- Born: September 20, 1896 Smithland, Kentucky, U.S.
- Died: September 2, 1987 (aged 90) Clearwater, Florida, U.S.
- Burial place: Arlington National Cemetery
- Spouse: Jessie Fuller Clarke
- Military career
- Allegiance: United States of America
- Branch: United States Army
- Service years: 1916–1954
- Rank: Brigadier General
- Commands: Venona project
- Conflicts: World War I World War II Korean War

= Carter W. Clarke =

United States Army general

Carter W. Clarke (September 20, 1896 – September 3, 1987) was a US Army intelligence officer and brigadier general who was the military intelligence officer who prepared intercepted Japanese Magic cables for US officials. He also headed a War Department investigation into the role that military intelligence played before the Japanese attack on Pearl Harbor.

Clarke joined the army in 1916, the year prior to US entry into World War I. In his work for the Military Intelligence Division, he was instrumental in 1943 in starting the Venona project. In 1944, he ignored a request initiated by Eleanor Roosevelt to cease the project.

During the Korean War, he commanded forces in Osaka, Japan. Late in his career, he also worked as an assistant to Allen W. Dulles, who was Director of Central Intelligence.
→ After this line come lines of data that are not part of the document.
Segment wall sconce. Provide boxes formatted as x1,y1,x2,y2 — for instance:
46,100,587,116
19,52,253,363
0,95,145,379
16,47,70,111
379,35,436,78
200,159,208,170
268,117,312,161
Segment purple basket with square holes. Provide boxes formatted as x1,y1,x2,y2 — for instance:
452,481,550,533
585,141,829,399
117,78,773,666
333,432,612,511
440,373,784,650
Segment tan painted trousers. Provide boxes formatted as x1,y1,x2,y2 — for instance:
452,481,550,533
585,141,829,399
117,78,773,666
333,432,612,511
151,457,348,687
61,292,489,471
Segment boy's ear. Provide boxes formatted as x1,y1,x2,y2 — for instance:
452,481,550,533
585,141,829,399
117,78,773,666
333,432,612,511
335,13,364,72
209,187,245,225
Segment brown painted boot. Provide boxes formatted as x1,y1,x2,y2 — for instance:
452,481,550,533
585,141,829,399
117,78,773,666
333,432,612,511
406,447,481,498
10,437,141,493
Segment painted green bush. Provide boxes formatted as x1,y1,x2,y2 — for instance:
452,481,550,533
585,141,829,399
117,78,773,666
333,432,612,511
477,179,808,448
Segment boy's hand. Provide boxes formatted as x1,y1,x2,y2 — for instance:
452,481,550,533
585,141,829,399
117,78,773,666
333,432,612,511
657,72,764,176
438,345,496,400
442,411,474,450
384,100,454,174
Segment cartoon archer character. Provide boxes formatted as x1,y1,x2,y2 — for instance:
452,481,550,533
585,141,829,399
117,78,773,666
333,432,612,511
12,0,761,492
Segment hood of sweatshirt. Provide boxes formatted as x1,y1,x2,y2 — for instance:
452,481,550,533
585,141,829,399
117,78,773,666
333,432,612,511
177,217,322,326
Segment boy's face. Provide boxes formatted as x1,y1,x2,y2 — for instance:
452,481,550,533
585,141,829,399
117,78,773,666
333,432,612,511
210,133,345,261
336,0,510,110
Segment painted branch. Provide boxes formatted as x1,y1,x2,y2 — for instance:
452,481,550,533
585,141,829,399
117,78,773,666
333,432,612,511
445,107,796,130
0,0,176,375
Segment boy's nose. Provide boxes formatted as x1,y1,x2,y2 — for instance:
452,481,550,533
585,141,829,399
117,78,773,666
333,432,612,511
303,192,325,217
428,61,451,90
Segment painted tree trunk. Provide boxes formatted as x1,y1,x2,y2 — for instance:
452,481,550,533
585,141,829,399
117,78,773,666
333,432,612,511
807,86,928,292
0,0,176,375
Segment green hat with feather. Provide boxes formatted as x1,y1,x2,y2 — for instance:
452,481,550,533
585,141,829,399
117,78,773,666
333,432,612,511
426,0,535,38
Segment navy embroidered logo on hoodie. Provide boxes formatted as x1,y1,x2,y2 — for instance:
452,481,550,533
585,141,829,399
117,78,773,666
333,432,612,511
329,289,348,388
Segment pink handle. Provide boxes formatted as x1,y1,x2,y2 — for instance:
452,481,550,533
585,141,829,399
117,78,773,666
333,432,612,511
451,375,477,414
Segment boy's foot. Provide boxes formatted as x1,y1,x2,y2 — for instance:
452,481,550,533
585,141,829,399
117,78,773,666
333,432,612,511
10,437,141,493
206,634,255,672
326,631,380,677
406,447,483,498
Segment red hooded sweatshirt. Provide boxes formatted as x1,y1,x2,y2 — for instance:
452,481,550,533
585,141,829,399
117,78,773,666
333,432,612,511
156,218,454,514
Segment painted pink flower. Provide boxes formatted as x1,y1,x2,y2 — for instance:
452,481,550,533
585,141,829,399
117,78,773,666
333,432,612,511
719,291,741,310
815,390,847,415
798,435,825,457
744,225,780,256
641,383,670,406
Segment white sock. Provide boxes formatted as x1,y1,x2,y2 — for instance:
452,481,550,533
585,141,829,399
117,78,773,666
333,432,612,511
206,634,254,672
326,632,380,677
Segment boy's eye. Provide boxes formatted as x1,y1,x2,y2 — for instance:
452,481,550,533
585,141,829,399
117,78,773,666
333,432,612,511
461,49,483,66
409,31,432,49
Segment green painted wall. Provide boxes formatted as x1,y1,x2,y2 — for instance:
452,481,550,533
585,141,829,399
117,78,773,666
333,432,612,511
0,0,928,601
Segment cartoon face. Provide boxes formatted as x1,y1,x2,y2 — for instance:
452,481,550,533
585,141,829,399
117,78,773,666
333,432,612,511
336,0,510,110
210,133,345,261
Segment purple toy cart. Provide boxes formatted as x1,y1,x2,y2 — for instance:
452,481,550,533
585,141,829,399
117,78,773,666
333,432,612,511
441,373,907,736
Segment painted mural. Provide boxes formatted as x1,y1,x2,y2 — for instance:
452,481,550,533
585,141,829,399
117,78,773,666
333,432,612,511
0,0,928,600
Clarke retired in 1954.

In a 1959 interview, Clarke said that he disagreed with the decision to drop atomic bombings on Japan at the end of World War II and believed it had been unnecessary since Japan was "down to an abject surrender through the accelerated sinking of their merchant marine and hunger alone, and when we didn't need to do it, and we knew we didn't need to do it, and they knew we knew we didn't need to do it, we used them as an experiment for two atomic bombs."

Clarke died of a heart attack at his home in Clearwater, Florida.

==Personal life==
General Clarke was married to Jessie Clarke and had a son, Carter Clarke Jr. (born August 16, 1926), and two grandchildren. Carter Clarke Jr. is a retired United States Army brigadier general who in 1996 founded Gemesis Corporation, the largest manufacturer of gem-quality synthetic diamonds. Clarke died on September 3, 1987, in Clearwater, Florida, at the age of 90 from a heart attack.